Compra de itens da cesta básica caiu 28,5% nos últimos 2 anos na capital paulista de acordo com a pesquisa elaborada pelo Provar/FIA (Programa de Administração de Varejo da Fundação Instituto de Administração) e Ibevar (Instituto Brasileiro de Executivos do Varejo). O volume de itens da cesta básica do paulistano apresentou uma redução de 28,5% entre fevereiro de 2011 e março deste ano. 

Os 31 produtos utilizados no estudo, divididos nas categorias Alimentação, Limpeza e Higiene Pessoal, fazem parte da cesta básica pesquisada pelo Procon/SP, e o objetivo principal da análise é verificar a evolução do volume de consumo em determinados períodos e, assim, o impacto da variação de preços.

Dentre os principais resultados obtidos, constatou-se que o consumidor paulistano perdeu, em média, 8 kg na capacidade de compra de produtos da cesta. Em 2011, o consumidor tinha um peso de 29,648 kg em produtos de sua cesta básica e em março deste ano 21,730 kg.

Os itens que mais sofreram redução do poder de compra foram justamente os campeões da mesa brasileira: feijão (em fevereiro de 2011 se comprava 1kg, já em março de 2013, 101gr); arroz (dos 5kg de 2011 passou-se aos atuais 3,137kg) e batata (o poder de compra foi de 1kg a -190gr).

De todos os produtos pesquisados apenas o açúcar apresentou elevação no poder de compra: de 717g na comparação do terceiro mês de 2013 em relação ao segundo mês de 2011, em que passou de 5 kg para 5,717 kg.

“Independentemente de sazonalidades da safra de alguns alimentos, o que se pode perceber é que a inflação prejudicou substancialmente o poder de compra de itens prioritários na cesta de compras do paulistano e que as ações governamentais ainda tendem a demorar um tempo para serem realmente sentidas no bolso dos consumidores”, afirma Claudio Felisoni, presidente do conselho do Provar/FIA e do Ibevar.

Desoneração e crédito serão usados para conter inflação dos alimentos:

Após verificar uma alta anual média de 10% nos preços dos alimentos nos últimos cinco anos, o Governo Federal tenta formular uma política para contê-los.

A principal arma a ser utilizada em breve deve ser a desoneração dos produtos que compõem a cesta básica.
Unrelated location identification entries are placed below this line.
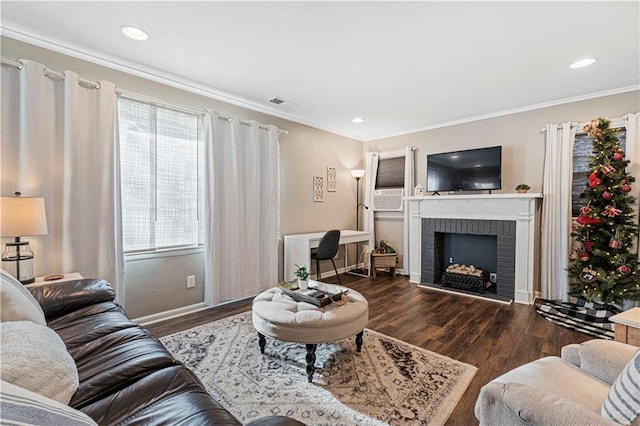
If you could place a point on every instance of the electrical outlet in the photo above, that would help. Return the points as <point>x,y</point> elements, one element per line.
<point>191,281</point>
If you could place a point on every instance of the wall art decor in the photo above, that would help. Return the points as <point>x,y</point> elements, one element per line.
<point>331,179</point>
<point>318,189</point>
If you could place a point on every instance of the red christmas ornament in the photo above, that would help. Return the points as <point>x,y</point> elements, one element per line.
<point>613,243</point>
<point>588,220</point>
<point>608,170</point>
<point>594,180</point>
<point>623,269</point>
<point>611,211</point>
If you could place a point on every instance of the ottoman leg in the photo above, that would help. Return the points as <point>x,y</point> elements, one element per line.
<point>359,341</point>
<point>311,361</point>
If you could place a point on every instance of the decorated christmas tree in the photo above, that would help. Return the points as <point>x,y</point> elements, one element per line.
<point>604,267</point>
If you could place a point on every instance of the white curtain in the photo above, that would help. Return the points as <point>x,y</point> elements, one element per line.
<point>59,142</point>
<point>632,125</point>
<point>556,210</point>
<point>371,170</point>
<point>241,204</point>
<point>408,188</point>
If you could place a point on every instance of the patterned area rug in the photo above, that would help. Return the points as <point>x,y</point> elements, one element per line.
<point>580,316</point>
<point>389,382</point>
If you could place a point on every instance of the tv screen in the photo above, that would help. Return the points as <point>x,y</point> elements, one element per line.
<point>470,170</point>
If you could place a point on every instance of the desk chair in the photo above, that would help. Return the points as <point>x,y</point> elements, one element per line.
<point>327,250</point>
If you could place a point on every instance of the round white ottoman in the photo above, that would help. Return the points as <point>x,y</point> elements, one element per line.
<point>277,315</point>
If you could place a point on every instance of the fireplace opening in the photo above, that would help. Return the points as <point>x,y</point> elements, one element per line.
<point>473,253</point>
<point>465,249</point>
<point>487,244</point>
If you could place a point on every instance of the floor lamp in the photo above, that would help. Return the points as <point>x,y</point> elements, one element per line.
<point>357,174</point>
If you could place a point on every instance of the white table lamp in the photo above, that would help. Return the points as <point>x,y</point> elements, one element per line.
<point>21,217</point>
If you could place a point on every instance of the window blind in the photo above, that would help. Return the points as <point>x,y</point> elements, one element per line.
<point>161,176</point>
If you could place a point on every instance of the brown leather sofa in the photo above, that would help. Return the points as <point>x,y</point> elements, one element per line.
<point>127,377</point>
O projeto foi brecado no ano passado para que um grupo específico de trabalho estudasse a melhor forma de conceder as isenções fiscais, e deve ser concretizado ainda neste semestre.
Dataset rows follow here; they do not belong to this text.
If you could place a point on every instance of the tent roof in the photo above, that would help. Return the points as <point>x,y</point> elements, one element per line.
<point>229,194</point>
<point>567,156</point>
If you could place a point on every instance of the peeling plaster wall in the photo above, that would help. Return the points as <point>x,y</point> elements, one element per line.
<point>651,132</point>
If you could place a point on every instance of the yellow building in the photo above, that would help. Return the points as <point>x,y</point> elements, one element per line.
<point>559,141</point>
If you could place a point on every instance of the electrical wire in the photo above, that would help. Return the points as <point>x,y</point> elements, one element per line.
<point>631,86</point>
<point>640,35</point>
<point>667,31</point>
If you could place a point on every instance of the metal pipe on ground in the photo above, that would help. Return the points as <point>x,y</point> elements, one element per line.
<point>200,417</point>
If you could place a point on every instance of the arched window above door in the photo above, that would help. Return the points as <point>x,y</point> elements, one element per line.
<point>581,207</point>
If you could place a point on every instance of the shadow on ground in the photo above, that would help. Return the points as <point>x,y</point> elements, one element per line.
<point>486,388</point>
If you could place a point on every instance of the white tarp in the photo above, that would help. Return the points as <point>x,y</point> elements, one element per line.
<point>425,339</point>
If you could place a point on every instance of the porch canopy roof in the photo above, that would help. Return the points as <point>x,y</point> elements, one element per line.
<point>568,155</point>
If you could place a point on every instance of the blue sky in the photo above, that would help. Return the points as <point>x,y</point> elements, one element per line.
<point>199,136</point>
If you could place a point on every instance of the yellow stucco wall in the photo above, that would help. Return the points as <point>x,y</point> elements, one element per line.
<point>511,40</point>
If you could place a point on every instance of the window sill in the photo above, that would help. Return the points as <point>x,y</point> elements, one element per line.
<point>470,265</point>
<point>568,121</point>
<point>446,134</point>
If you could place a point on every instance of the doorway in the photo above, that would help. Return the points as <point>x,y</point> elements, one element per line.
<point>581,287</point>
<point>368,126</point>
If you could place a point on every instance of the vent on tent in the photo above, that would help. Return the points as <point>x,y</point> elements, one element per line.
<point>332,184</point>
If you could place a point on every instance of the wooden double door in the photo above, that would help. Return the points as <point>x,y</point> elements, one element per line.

Em entrevista concedida no Paraná, a presidenta Dilma Rousseff confirmou a desoneração. “Eu concordo que esses produtos têm de ser desonerados. Nós estávamos negociando com os Estados para ver se era possível eles desonerarem também, mas como está muito difícil fazê-lo, agora teremos uma iniciativa só do Governo Federal”, afirmou.

Além da isenção fiscal, o governo irá expandir o crédito rural, para ajudar os produtores de alimentos. Na última segunda-feira, Dilma Rousseff afirmou que não faltará financiamento para a agricultura neste ano. “Se gastarem o dinheiro, terá mais. O que gastarem, nós cobrimos”, prometeu.

No ano passado, segundo o IPCA (Índice Nacional de Preços ao Consumidor Amplo), a inflação de alimentos e bebidas foi de 9,86%. Itens básicos da alimentação das famílias, como arroz e feijão, tiveram alta superior a 30%.